In March last year, nickel prices saw a wild price spike, spurring the LME to shut down trading for the first time since 1988 and cancel deals.

The resulting turbulent price action, along with jumpy markets caused by the Russia-Ukraine war and rising interest rates, provided rich opportunities for trading.

StoneX Group Inc, one of eight top-tier members of the LME that are allowed to trade on the open-outcry floor, saw overall net profit soar by 78% to $207 million last year.

It did not break down profits for its metals business, but Chairman John Radziwill noted in its annual report that the 146-year-old LME experienced its “biggest crisis in decades” when nickel prices doubled to more than $100,000 per tonne in a matter of hours.
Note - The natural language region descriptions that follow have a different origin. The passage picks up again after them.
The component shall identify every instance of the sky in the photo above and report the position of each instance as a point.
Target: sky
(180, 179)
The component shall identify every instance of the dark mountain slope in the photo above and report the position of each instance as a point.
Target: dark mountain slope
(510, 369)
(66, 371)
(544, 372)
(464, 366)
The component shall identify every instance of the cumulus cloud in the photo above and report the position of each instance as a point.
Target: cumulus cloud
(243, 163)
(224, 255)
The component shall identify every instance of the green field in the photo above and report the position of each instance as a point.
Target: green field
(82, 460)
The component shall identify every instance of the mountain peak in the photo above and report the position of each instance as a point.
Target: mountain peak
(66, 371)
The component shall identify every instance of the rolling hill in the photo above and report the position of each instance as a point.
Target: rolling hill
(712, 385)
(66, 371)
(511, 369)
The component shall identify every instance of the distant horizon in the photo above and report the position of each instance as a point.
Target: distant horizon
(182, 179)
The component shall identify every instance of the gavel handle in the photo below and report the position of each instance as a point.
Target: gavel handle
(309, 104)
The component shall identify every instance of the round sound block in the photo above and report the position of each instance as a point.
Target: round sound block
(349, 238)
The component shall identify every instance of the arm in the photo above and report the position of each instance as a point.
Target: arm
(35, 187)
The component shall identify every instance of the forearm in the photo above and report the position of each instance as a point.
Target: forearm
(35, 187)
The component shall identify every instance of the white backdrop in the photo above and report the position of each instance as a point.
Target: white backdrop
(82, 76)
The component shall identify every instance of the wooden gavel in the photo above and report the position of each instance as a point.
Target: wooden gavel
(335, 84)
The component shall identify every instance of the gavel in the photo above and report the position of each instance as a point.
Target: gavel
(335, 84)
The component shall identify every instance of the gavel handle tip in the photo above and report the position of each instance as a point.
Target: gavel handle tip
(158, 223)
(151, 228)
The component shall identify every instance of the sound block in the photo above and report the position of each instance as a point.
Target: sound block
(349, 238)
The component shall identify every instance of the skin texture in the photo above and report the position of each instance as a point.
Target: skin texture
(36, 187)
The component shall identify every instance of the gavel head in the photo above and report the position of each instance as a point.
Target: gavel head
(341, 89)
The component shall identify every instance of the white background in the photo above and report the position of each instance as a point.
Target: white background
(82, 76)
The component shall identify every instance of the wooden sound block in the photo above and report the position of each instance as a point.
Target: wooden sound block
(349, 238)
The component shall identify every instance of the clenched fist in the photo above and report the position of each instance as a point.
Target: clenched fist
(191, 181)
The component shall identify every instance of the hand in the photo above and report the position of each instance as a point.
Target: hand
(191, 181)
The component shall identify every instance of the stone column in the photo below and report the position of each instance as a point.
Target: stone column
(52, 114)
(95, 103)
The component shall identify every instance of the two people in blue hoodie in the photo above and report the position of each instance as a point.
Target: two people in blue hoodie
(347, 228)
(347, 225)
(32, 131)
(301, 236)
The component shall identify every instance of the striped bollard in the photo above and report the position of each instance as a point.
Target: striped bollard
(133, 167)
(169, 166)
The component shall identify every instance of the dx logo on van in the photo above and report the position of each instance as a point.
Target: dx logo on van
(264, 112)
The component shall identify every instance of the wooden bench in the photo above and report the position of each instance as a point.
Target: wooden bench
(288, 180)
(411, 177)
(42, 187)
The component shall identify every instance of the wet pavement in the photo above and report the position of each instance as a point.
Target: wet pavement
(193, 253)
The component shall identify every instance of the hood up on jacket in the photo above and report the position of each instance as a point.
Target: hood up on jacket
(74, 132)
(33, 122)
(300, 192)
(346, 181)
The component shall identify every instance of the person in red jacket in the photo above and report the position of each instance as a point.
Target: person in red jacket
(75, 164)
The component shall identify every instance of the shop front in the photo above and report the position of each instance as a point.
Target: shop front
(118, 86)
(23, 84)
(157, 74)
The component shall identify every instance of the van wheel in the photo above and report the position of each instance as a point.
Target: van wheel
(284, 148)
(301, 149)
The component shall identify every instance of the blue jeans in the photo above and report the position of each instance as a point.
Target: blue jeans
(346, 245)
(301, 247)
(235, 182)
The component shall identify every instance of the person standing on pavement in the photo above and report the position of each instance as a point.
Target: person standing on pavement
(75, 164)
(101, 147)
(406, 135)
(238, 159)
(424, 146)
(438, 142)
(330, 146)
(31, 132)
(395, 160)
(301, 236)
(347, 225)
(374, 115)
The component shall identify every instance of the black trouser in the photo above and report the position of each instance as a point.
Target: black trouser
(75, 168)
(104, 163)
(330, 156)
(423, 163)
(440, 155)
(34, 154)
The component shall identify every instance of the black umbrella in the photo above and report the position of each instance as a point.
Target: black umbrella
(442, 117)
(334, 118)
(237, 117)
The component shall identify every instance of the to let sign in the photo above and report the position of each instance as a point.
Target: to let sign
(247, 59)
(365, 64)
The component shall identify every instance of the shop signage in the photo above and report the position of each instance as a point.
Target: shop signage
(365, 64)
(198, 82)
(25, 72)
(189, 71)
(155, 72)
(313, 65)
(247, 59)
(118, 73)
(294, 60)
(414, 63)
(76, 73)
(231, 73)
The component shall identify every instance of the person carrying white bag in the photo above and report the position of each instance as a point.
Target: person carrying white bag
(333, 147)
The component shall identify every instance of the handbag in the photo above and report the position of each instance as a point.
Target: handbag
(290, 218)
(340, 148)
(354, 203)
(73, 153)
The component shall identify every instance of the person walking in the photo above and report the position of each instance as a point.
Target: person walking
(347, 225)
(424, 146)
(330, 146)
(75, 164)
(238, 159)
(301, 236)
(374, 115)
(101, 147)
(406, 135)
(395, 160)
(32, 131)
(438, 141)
Radziwill said, “As a company that gains considerable tailwinds from market volatility, these conditions are ideal for our growth if we continue to effectively manage our risk.”

The LME nickel debacle hammered volumes on its nickel contract, sliding by 28% in 2022 with overall exchange activity down 8.3%.

But even though volumes fell on the world’s oldest metals exchange, the price swings boosted business for LME brokers, many of which, including Nanhua Financial UK and CCBI Global Markets UK, confirmed to Reuters they had strong results last year.

Marex, one of the world’s largest privately-owned commodities brokers, reported record results for 2022 earlier this month.

CEO Ian Lowitt said, “Volatility certainly helps in the sense that clients need to hedge more and there are more opportunities to be profitable in some of those trades.

But it is problematic to the extent that it creates the risk that some clients might default or fail.”

JPMorgan Chase & Co, one of the biggest banks in metals, took a provision of $120 million for the nickel crisis last year and has not provided an update since then.

JPM along with other investment banks give few detailed figures on commodities trading when posting results, grouping the sector in FICC – fixed income, currencies and commodities.